And some of the younger engineers are grownups at my work.  Not all, of course, but some.  When you publicly point out their mistakes, and walk them through the chain of events where their mistake would have resulted in a fatality or a million dollars up in smoke you can see them experiencing a gastrointestinal upset event.  That's when you know you got through to them.

A few of those and they learn that special snowflakes get people killed.


----------



## Clock work (Jan 7, 2018)

spumco said:


> And some of the younger engineers are grownups at my work.  Not all, of course, but some.  When you publicly point out their mistakes, and walk them through the chain of events where their mistake would have resulted in a fatality or a million dollars up in smoke you can see them experiencing a gastrointestinal upset event.  That's when you know you got through to them.
> 
> A few of those and they learn that special snowflakes get people killed.

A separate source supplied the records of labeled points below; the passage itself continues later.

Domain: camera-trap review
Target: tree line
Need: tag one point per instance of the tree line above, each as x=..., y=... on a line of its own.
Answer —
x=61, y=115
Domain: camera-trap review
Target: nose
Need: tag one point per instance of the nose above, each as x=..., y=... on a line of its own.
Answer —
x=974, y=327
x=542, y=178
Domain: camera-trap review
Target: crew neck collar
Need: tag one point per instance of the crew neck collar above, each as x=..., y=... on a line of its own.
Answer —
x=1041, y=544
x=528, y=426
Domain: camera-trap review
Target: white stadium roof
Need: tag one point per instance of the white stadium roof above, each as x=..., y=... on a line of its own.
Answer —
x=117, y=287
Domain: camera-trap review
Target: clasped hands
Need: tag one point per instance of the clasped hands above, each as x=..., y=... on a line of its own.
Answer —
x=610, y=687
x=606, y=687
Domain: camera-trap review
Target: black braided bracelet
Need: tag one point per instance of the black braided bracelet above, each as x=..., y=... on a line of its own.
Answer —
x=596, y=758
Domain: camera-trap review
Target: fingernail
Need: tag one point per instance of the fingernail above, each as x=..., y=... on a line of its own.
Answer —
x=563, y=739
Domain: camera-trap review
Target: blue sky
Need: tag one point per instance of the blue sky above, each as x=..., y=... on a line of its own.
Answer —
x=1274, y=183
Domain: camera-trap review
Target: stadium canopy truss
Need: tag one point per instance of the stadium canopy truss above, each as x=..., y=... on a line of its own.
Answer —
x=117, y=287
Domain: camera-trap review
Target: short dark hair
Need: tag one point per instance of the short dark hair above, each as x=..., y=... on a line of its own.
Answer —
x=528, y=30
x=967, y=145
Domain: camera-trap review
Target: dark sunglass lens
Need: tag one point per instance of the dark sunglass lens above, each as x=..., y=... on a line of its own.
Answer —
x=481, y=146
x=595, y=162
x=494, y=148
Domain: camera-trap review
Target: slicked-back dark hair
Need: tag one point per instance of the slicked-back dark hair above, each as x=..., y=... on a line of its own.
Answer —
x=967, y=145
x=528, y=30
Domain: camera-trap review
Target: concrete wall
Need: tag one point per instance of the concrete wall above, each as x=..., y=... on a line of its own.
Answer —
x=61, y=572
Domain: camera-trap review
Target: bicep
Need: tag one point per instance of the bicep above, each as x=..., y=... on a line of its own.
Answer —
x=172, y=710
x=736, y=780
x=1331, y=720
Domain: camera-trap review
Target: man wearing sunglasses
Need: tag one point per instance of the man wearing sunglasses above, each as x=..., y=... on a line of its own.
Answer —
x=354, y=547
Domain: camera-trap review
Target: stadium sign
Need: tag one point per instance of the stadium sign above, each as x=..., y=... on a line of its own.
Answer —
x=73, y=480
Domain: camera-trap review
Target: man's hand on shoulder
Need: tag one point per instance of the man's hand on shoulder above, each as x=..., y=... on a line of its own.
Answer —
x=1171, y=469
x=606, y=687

Your experience doesn't reflect ours but that said, what you need for the big company model is nearly the opposite of the small company model. My company is small by design. I've been hiring since the mid-80's and what walks in the door now as rookies does not/cannot work for us (and they make utterly ignorant customers too) and we're never invest even a single heartbeat in trying again (12-14 snowflakes over the last decade). The big exception... ex-combat-military. Unlike the flakes, they "get" and believe in cause/effect. As to the direction SW products are moving, it's just a pity. This should be a renaissance of wonderful familiar tools that have been shaken out over decades. I'm pretty massively anti-technology. There's a principle known as The Lindy Effect (defined on line) that adds a ton of credence to avoiding the flavor of the month things... to avoid neomania. Couple that with the factors that drive system system reliability vs time (inversely proportional to the product of parts count and software system states) and you have guys who own tech companies like me driving a 15 year old truck and motorcycles designed in 1982 and until recently did his photography with film and a Speed Graphic.


----------



## Jake2465 (Jan 7, 2018)

spumco said:


> 2D contour and others have an editable horizontal lead length value, but it appears that 2D Adaptive doesn't.



It does, simply add a value to the horizontal lead in / out.


----------



## spumco (Jan 7, 2018)

Jake2465 said:


> It does, simply add a value to the horizontal lead in / out.


Maybe I'm missing something.  All I see in the linking tab is horizontal/vertical lead radius - not length.

If I change the radius in the field, it changes the radius just fine - but it's the long horizontal sweep _after_ the radius that's the problem.  If you look at the first screenshot I posted you can see a little vertical/horizontal radius and then a horizontal green line before the blue cutting path.


----------



## Jake2465 (Jan 7, 2018)

spumco said:


> Maybe I'm missing something.  All I see in the linking tab is horizontal/vertical lead radius - not length.
> 
> If I change the radius in the field, it changes the radius just fine - but it's the long horizontal sweep _after_ the radius that's the problem.  If you look at the first screenshot I posted you can see a little vertical/horizontal radius and then a horizontal green line before the blue cutting path.



This may be an algorithm issue. You can adjust the entry position of the tool path with some setting in there. It will pronably be in the linking area. Also, some times making a minor depth of cut adjustment can cause fusion to recalculate the tool paths and possibly give a better tool path.


----------



## spumco (Jan 7, 2018)

Jake2465 said:


> Also, some times making a minor depth of cut adjustment can cause fusion to recalculate the tool paths and possibly give a better tool path.



That's true.  I simply selected a point on the part corner as the entry point and while it left the long lead in, it changed from an X- lead in to a Y+ lead in and avoided the crash.


----------